RESULTS: Ketoconazole significantly increased area under the plasma concentration-time curve, plasma concentration at 12 hours after the dose, and half-life of ritonavir by 29% (95% confidence interval (CI), 13%-46%), 62% (95% CI, 37%-92%), and 31% (95% CI, 13%-51%), respectively. Similar increases of 37% (95% CI, 4%-81%), 94% (95% CI, 41%-167%), and 38% (95% CI, 15%-66%), respectively, were observed for these parameters for saquinavir. Ketoconazole significantly elevated ritonavir CSF concentration by 178% (95% CI, 59%-385%), from 2.4 to 6.6 ng/mL, with no change in paired unbound plasma level (26 ng/mL); this led to a commensurate 181% increase (95% CI, 47%-437%) in CSF/plasma unbound ratio. All pharmacokinetic changes were unrelated to ketoconazole dose or plasma exposures. Corresponding changes for saquinavir CSF pharmacokinetics were insignificant (P > .06); saquinavir CSF levels were unmeasurable in 7 patients (ɘ.2 ng/mL).

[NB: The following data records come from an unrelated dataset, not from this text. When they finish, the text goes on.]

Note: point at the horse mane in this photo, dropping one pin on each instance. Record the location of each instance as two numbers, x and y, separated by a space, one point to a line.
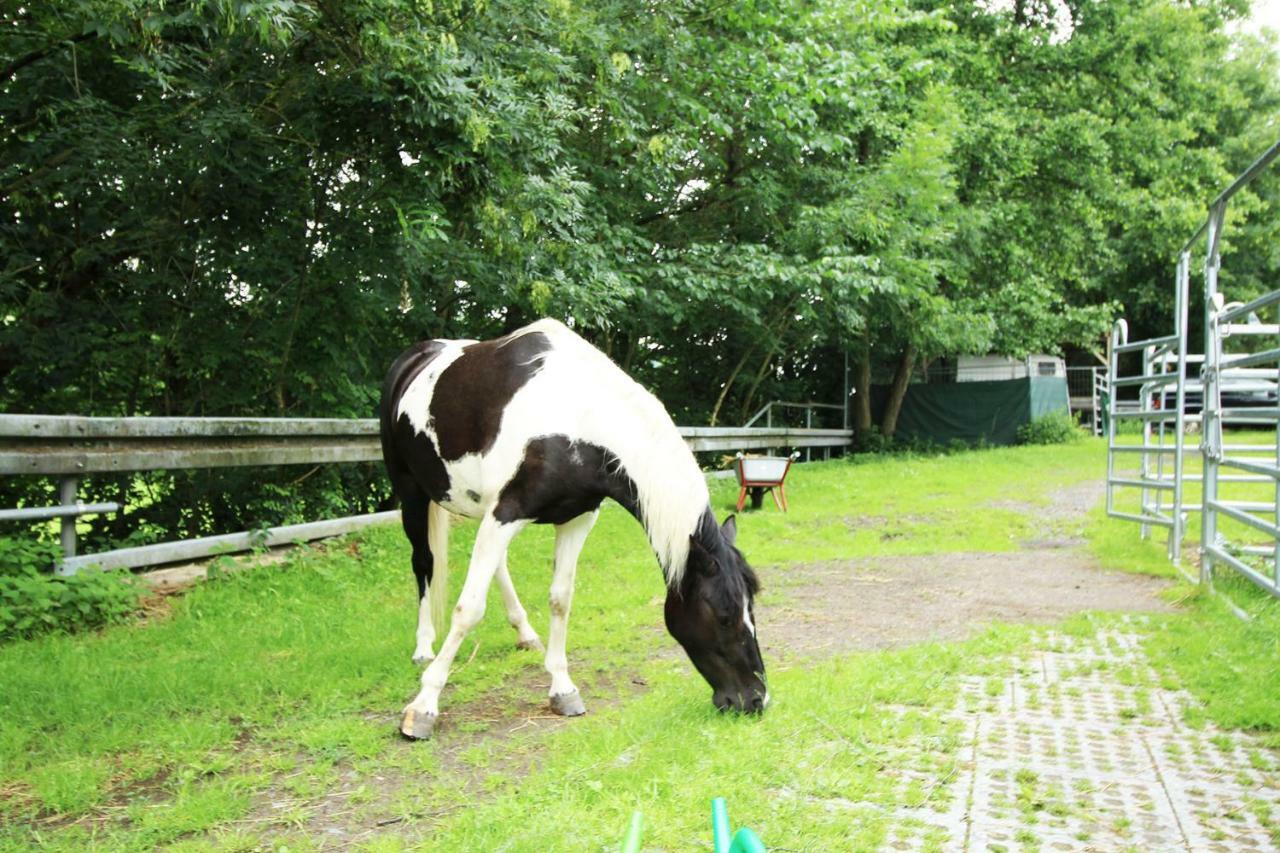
670 489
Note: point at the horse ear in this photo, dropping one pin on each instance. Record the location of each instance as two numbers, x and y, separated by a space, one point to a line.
730 529
700 560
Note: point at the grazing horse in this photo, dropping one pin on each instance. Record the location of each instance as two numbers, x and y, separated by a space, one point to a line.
540 427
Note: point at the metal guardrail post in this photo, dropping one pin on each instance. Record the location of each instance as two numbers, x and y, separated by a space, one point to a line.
67 497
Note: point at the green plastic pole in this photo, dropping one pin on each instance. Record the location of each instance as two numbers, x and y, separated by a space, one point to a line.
720 825
631 840
746 842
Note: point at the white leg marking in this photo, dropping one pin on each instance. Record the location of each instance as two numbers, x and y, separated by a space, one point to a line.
489 551
516 615
570 538
425 632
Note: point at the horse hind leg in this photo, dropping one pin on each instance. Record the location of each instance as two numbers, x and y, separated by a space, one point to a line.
570 538
492 542
516 615
414 520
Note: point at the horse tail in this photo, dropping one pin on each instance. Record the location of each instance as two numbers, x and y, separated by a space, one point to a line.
438 520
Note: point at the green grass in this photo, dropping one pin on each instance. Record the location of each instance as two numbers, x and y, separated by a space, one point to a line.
269 698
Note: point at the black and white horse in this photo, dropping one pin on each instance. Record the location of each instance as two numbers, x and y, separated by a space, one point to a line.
540 427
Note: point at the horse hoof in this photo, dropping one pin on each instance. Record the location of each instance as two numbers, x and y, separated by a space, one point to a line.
568 705
417 726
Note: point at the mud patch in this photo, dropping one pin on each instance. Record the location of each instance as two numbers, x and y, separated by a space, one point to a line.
858 605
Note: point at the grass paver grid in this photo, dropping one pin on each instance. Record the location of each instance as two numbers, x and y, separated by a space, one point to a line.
1080 747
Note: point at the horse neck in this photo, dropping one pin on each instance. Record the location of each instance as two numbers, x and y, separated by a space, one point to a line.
663 488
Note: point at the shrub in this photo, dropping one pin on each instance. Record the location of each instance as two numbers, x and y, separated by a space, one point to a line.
33 601
1054 428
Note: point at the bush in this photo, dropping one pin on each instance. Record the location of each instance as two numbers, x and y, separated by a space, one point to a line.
1054 428
33 601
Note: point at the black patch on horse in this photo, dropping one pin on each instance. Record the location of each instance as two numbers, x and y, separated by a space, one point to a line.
474 391
561 479
412 461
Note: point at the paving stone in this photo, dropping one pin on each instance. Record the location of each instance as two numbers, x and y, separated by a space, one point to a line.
1079 747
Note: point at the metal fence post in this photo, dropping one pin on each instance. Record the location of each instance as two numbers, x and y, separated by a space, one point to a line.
1182 299
67 497
1211 429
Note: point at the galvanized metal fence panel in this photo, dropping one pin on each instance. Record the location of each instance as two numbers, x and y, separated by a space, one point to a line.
68 447
1162 407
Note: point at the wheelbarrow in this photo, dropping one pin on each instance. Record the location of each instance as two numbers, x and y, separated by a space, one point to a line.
760 474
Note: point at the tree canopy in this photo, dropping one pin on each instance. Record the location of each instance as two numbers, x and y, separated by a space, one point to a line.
250 206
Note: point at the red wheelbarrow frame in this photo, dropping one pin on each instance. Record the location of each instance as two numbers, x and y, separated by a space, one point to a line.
773 487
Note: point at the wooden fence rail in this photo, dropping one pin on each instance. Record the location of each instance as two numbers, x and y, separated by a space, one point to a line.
68 447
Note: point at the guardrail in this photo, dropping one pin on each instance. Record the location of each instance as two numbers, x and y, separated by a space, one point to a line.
69 447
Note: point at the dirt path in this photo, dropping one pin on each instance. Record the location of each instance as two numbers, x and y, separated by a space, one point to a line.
855 605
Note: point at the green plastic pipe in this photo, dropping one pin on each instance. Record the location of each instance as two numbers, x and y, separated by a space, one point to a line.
631 840
720 825
746 842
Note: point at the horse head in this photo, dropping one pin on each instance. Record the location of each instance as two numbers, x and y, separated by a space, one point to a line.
709 614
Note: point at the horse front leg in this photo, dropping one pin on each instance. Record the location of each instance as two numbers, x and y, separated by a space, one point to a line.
570 538
490 550
516 615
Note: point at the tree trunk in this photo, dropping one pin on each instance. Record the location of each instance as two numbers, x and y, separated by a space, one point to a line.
863 387
897 391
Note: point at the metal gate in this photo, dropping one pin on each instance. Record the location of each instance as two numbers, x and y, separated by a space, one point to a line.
1240 351
1168 402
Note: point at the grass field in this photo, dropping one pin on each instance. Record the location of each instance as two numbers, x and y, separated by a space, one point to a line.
260 710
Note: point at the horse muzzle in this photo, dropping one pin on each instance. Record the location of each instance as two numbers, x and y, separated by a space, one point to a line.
750 701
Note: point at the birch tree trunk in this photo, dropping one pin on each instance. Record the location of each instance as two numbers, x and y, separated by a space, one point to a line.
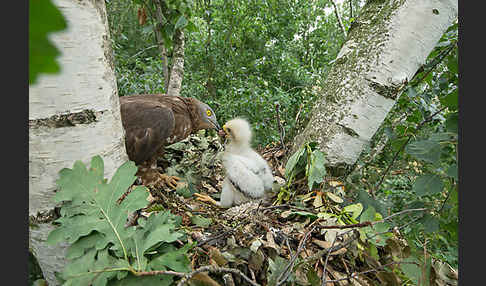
160 42
386 45
73 115
177 70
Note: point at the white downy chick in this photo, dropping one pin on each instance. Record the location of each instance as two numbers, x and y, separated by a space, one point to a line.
248 175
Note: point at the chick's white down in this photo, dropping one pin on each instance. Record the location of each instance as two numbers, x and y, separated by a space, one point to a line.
248 175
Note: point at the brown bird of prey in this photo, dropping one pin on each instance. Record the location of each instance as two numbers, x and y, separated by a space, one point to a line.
152 121
248 175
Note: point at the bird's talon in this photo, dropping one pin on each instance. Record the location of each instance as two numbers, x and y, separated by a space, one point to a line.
205 198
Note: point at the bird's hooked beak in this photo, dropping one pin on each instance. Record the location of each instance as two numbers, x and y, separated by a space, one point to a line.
223 132
215 125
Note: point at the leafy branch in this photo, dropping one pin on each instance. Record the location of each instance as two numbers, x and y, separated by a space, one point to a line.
102 248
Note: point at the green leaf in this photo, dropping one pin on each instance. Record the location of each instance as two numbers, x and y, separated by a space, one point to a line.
44 18
427 150
317 170
451 122
354 209
450 100
452 171
428 184
366 200
431 223
131 280
368 215
181 22
292 162
175 259
412 271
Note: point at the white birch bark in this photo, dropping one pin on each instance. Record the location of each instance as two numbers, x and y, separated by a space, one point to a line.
177 70
86 82
385 47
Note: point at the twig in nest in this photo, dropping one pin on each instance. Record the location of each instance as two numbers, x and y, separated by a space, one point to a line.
335 248
280 127
338 16
355 275
211 268
286 273
325 262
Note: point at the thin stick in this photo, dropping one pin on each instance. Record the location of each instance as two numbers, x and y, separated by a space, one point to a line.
355 275
211 268
280 127
419 126
339 18
286 273
325 262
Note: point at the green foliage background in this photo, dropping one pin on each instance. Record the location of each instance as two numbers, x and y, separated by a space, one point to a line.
244 56
241 57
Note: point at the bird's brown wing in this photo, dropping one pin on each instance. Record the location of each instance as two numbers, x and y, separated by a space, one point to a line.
147 125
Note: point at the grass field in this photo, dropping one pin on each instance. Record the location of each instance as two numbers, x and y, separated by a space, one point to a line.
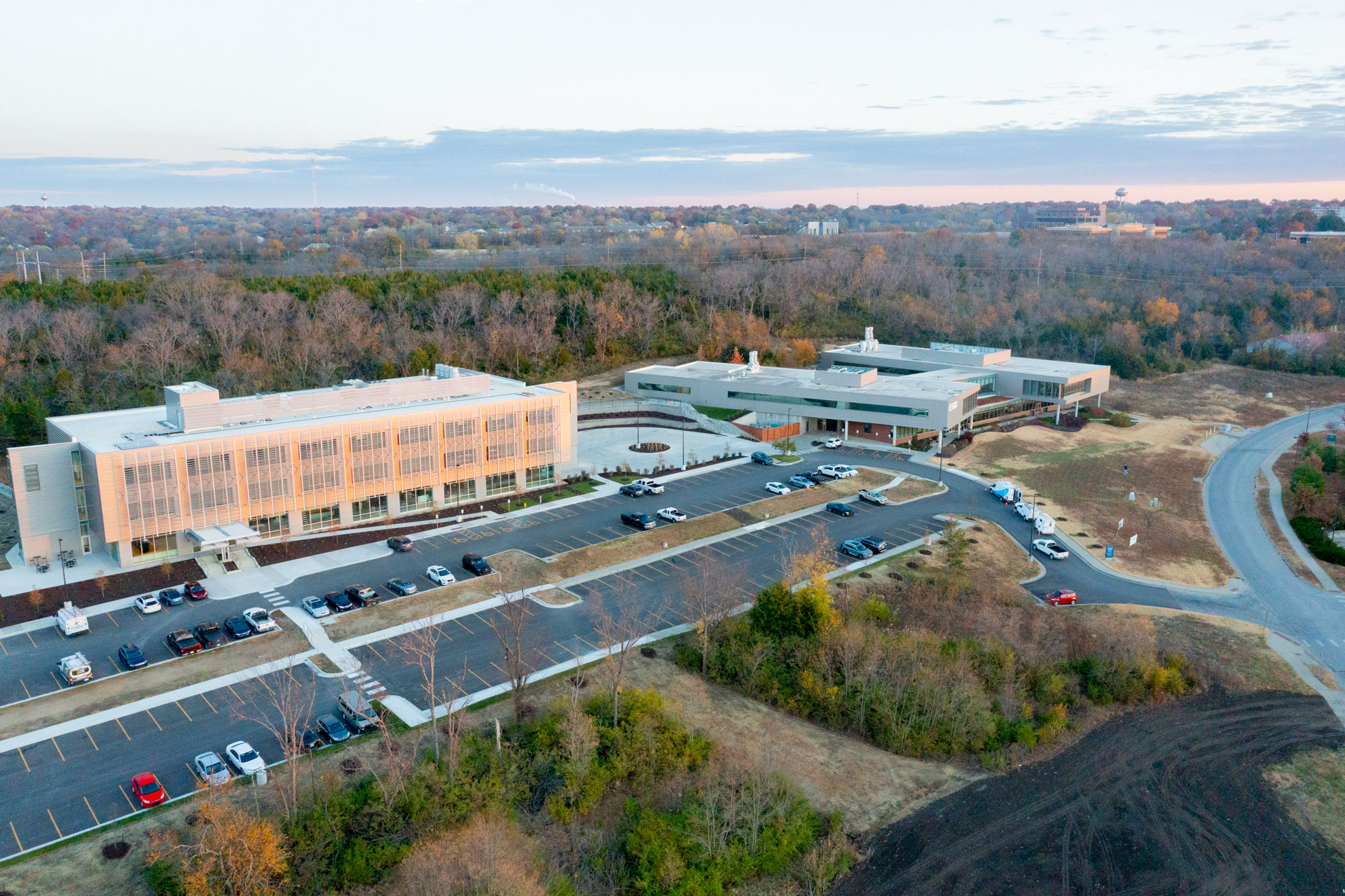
1223 393
1083 486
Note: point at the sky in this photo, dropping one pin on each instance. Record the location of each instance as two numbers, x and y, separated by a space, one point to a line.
440 102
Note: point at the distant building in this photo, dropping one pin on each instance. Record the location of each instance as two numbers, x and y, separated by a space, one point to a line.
1068 214
821 228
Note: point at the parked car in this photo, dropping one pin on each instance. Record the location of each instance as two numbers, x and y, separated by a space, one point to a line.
401 587
362 595
182 642
856 549
1049 548
209 635
317 607
212 769
149 790
244 758
260 621
476 564
132 657
440 576
339 602
333 728
237 627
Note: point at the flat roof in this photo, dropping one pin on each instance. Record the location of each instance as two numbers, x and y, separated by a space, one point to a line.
149 427
738 377
883 352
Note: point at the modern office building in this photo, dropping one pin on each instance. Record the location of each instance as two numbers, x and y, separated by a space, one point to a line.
202 473
880 392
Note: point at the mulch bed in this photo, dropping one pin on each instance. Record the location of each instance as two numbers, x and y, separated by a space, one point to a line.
18 608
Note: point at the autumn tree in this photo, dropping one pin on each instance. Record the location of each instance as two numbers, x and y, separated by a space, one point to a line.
226 852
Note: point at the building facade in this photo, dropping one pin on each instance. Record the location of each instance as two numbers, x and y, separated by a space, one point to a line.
880 392
202 473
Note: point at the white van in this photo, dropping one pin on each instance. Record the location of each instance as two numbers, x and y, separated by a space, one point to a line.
70 621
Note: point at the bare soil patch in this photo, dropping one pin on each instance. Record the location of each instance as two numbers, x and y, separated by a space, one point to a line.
1223 393
1083 483
140 684
1169 799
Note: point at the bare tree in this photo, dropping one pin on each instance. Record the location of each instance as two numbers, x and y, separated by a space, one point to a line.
705 600
283 704
509 622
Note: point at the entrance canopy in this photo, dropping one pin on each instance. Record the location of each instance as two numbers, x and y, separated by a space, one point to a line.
222 536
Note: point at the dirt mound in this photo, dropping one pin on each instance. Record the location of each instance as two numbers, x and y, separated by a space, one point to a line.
1161 801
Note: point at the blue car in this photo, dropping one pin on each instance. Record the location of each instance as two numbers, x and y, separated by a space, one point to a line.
132 657
856 549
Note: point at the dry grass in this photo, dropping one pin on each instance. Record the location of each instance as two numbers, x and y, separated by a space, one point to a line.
1311 786
1231 652
1225 394
1082 482
128 688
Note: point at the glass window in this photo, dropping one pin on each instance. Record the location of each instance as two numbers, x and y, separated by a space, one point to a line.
270 526
538 476
415 499
320 518
499 485
659 387
370 507
456 492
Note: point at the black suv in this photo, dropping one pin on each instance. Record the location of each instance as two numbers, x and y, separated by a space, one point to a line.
209 635
476 564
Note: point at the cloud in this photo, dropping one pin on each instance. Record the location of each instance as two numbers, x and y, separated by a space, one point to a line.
546 190
219 171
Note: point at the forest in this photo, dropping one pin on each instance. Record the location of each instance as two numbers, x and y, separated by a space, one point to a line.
1143 307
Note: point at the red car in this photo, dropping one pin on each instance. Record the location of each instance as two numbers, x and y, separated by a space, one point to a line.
1061 596
149 790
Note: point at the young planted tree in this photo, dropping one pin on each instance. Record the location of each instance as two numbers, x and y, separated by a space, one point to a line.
283 703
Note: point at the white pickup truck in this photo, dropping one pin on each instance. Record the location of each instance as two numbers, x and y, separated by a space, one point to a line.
70 621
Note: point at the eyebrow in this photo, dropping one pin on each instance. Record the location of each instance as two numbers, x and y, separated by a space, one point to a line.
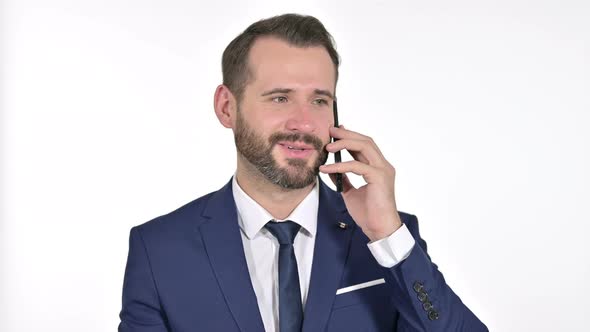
286 90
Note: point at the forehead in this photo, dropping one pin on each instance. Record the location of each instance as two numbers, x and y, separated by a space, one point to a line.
275 62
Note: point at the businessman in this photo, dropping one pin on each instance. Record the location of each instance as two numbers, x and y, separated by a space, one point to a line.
276 249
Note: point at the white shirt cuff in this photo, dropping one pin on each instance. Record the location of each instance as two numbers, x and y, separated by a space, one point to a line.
393 249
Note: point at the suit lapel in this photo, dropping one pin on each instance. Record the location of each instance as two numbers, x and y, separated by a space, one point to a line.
330 252
223 243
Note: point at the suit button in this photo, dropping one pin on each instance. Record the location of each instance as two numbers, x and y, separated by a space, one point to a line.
418 286
422 296
432 314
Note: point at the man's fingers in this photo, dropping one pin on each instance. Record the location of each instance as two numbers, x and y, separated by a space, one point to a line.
346 184
362 151
351 166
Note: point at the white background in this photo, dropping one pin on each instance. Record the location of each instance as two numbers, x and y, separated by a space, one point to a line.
107 122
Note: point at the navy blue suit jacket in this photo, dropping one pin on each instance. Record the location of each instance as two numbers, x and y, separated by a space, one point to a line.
186 271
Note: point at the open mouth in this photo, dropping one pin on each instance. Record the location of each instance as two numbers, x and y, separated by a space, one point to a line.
296 149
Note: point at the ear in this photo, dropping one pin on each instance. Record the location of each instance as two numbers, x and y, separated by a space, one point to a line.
224 103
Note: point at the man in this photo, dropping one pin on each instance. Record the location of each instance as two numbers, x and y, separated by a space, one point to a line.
275 249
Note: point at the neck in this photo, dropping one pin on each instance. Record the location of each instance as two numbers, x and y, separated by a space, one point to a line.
278 201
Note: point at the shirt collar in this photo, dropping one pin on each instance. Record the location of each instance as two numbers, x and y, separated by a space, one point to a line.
252 217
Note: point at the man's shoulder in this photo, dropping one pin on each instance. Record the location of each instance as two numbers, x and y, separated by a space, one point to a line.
186 217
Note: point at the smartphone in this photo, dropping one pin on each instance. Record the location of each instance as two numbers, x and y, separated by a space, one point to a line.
337 155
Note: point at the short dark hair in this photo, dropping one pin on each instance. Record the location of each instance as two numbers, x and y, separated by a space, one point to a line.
295 29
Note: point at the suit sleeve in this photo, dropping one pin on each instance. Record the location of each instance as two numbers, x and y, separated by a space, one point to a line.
426 302
141 305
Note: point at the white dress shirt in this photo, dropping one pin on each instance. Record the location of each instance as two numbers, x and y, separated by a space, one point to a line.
262 249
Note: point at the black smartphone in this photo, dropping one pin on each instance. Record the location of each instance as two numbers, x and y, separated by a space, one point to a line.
337 155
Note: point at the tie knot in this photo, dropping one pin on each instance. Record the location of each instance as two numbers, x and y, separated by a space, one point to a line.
284 231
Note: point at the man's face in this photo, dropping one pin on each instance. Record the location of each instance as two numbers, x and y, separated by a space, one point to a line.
286 110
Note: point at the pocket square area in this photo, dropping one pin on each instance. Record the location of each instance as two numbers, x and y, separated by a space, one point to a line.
360 286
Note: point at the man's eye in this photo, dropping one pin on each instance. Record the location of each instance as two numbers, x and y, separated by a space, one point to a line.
280 99
320 101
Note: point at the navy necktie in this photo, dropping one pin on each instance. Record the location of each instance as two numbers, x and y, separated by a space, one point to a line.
290 307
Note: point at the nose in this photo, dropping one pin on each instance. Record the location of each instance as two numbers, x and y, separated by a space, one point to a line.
301 119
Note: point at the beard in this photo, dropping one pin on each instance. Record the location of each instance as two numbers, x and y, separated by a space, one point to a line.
258 152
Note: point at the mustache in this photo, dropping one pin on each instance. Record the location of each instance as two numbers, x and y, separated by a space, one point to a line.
312 140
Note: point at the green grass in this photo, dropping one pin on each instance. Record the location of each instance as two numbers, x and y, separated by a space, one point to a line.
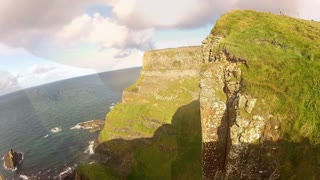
174 150
283 60
97 171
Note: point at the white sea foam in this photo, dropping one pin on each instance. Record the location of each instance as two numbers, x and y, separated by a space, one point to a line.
112 106
9 169
24 177
66 171
56 130
76 127
90 149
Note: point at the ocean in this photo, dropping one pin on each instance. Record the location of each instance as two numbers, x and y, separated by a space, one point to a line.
28 116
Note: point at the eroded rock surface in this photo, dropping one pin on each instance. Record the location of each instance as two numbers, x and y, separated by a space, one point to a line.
230 122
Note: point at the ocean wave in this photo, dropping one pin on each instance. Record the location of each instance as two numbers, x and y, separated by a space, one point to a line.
76 127
112 106
90 149
15 169
56 130
65 172
24 177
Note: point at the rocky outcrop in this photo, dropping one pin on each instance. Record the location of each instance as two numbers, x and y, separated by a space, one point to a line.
92 126
12 160
230 124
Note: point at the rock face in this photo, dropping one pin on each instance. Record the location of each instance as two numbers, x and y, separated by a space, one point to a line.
229 122
92 126
12 159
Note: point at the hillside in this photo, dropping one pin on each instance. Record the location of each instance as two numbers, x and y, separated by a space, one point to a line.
243 106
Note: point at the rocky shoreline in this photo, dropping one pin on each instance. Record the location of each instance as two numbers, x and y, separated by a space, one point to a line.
12 160
92 126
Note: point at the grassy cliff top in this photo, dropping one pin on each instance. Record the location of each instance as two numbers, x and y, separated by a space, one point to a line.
283 60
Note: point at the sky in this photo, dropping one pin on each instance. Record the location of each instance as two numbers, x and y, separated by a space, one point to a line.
43 41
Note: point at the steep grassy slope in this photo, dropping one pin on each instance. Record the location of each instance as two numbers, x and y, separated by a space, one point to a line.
154 133
283 57
274 62
280 75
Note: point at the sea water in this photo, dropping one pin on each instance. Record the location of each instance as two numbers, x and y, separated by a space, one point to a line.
38 122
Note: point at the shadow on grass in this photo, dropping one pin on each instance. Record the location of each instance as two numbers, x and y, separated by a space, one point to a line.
174 151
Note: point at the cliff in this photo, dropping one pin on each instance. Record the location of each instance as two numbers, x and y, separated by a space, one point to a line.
242 106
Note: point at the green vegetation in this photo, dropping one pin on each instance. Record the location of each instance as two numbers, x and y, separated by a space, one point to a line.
96 171
155 133
283 60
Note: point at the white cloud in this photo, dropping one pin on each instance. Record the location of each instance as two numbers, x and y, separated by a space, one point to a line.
41 73
105 32
8 83
164 13
45 29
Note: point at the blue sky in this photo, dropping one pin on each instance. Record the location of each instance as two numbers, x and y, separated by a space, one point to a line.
78 37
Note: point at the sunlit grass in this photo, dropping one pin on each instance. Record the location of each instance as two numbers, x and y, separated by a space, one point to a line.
284 60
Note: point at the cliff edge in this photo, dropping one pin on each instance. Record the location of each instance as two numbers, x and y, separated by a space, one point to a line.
244 105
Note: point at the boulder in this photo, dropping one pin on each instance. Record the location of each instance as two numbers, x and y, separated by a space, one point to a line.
12 159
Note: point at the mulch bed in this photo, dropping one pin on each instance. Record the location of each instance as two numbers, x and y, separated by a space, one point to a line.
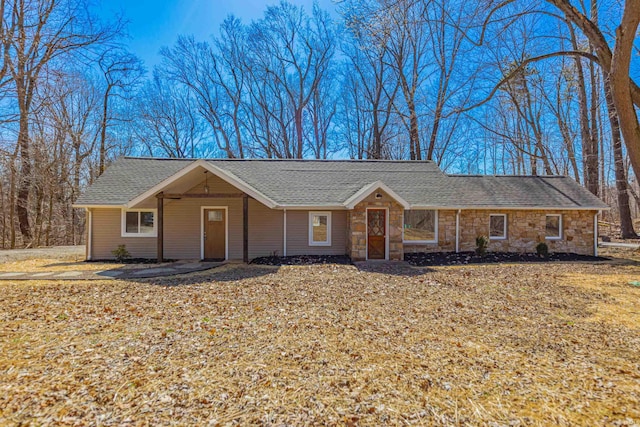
302 260
462 258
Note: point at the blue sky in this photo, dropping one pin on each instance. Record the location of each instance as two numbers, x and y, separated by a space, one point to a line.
157 23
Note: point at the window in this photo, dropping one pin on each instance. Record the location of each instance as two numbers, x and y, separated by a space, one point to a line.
498 226
553 227
420 226
319 228
138 223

The authors concluded that the disproportionate increase in CSF compared with plasma concentrations of ritonavir is consistent with ketoconazole inhibiting both drug efflux from CSF and systemic clearance. Clinical implications of these data are still unclear.
Khaliq Y, Gallicano K, Venance S, Kravcik S, Cameron DW. Effect of ketoconazole on ritonavir and saquinavir concentrations in plasma and cerebrospinal fluid from patients infected with human immunodeficiency virus. Clin Pharmacol Ther 2000;68:637-46.